Mélisande

Aux Bouffes du Nord, Richard Brunel et Florent Hubert présentent une version resserrée de l’opéra de Debussy avec Judith Chemla dans le rôle-titre

C’est un focus sur l’héroïne mythique que propose Richard Brunel à travers cette adaptation de Pelléas et Mélisande, l’opéra de Maeterlinck et Debussy, sous la direction musicale et avec les arrangements de Florent Hubert. Dans cette version resserrée, la jeune héroïne est fantasmée comme une épouse de Barbe-Bleue qui, ayant échappé à son bourreau, rencontrera en la personne de Golaud, bientôt son époux, un nouveau geôlier… L’adaptation est concentrée sur le personnage de Mélisande, présentée ici comme une figure sacrificielle. Le titre affiche le parti pris. Celui-ci peut paraître artificiel, il est aussi réducteur. Ainsi Mélisande, par ailleurs dans une durée condensée de l’action, serait condamnée à être toujours une victime de la violence masculine… Avec ce rôle, Judith Chemla retrouve Florent Hubert qui avait signé les arrangements de Traviata vous méritez un avenir meilleur (1).
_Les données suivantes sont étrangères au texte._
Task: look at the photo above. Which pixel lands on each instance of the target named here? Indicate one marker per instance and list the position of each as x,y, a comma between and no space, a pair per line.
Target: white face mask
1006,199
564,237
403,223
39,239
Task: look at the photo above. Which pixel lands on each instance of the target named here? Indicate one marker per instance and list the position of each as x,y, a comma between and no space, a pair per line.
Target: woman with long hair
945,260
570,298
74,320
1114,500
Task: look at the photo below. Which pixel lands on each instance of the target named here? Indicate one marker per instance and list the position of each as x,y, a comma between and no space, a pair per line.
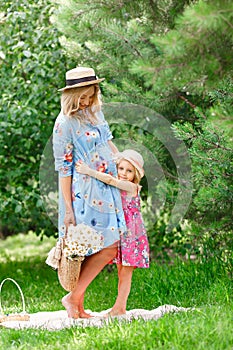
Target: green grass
205,286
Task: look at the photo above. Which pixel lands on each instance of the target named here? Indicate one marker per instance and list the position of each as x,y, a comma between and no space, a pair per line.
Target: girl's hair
70,100
137,177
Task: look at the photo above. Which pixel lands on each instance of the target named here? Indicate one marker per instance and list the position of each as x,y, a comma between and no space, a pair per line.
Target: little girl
133,250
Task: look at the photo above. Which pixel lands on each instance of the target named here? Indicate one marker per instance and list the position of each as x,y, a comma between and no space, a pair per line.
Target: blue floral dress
94,203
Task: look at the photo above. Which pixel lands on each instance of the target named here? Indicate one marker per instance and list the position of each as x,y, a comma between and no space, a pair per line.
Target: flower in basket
82,240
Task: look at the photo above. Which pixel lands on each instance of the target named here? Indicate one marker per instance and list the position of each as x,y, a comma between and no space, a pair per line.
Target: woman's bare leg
124,285
74,301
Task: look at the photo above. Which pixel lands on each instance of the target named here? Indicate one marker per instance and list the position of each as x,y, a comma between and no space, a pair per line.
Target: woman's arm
106,178
67,195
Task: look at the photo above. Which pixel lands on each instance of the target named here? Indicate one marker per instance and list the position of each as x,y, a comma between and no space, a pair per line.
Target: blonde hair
70,99
137,177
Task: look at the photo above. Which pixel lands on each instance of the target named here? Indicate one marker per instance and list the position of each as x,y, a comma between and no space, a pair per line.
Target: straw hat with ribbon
80,76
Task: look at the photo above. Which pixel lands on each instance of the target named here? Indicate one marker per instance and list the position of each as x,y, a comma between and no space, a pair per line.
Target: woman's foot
73,309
La voix s’est affermie. Pureté du timbre cristallin de la chanteuse, sûreté de son jeu de comédienne, parfois acrobatique, elle est une Mélisande totalement incarnée, profonde, sensible et émouvante. Le passage du texte dit au texte chanté est fluide, naturel. Jean-Yves Ruf, comédien, interprète un Golaud tout en violence feutrée puis expressive, et les duos avec Benoit Rameau (Pelléas) sont d’une belle sincérité.

Voix parlées et chantées

On peut regretter que les éléments scéniques encombrant le plateau (rideaux brillants, lit d’hôpital, toiles plastiques, lavabo, bassines d’eau,…), au réalisme très éloigné de l’univers symboliste de la pièce du poète belge, ôtent de leur mystère à l’histoire. Les interprètes n’en ont que plus de mérite à parvenir à sublimer l’attirance amoureuse, notamment dans une scène du balcon tout en gestuelle évocatrice ou encore dans celle de la tour où les corps se cherchent. Resserrée sur les trois caractères principaux, avec un quatrième interprète figurant tous les autres personnages (Antoine Besson, parfait), la proposition l’est aussi sur la formation musicale, très pertinente. Florent Hubert dirige l’ensemble instrumental composé de Yi-Ping Yang aux percussions, Marion Sicouly à la harpe, Sven Riondet à l’accordéon et Nicolas Seigle au violoncelle, qui jouent en proximité avec l’action et les comédiens.

Mélisande        * *

Théâtre des Bouffes du Nord, 37 bis, bd de la Chapelle, Paris 10e. Tél. 01 46 07 34 50. www.bouffesdunord.com Jusqu’au 19 mars.

(1) Reprise aux Bouffes du Nord de Traviata, vous méritez un avenir meilleur pour dix représentations, du 12 septembre au 3 octobre 2023.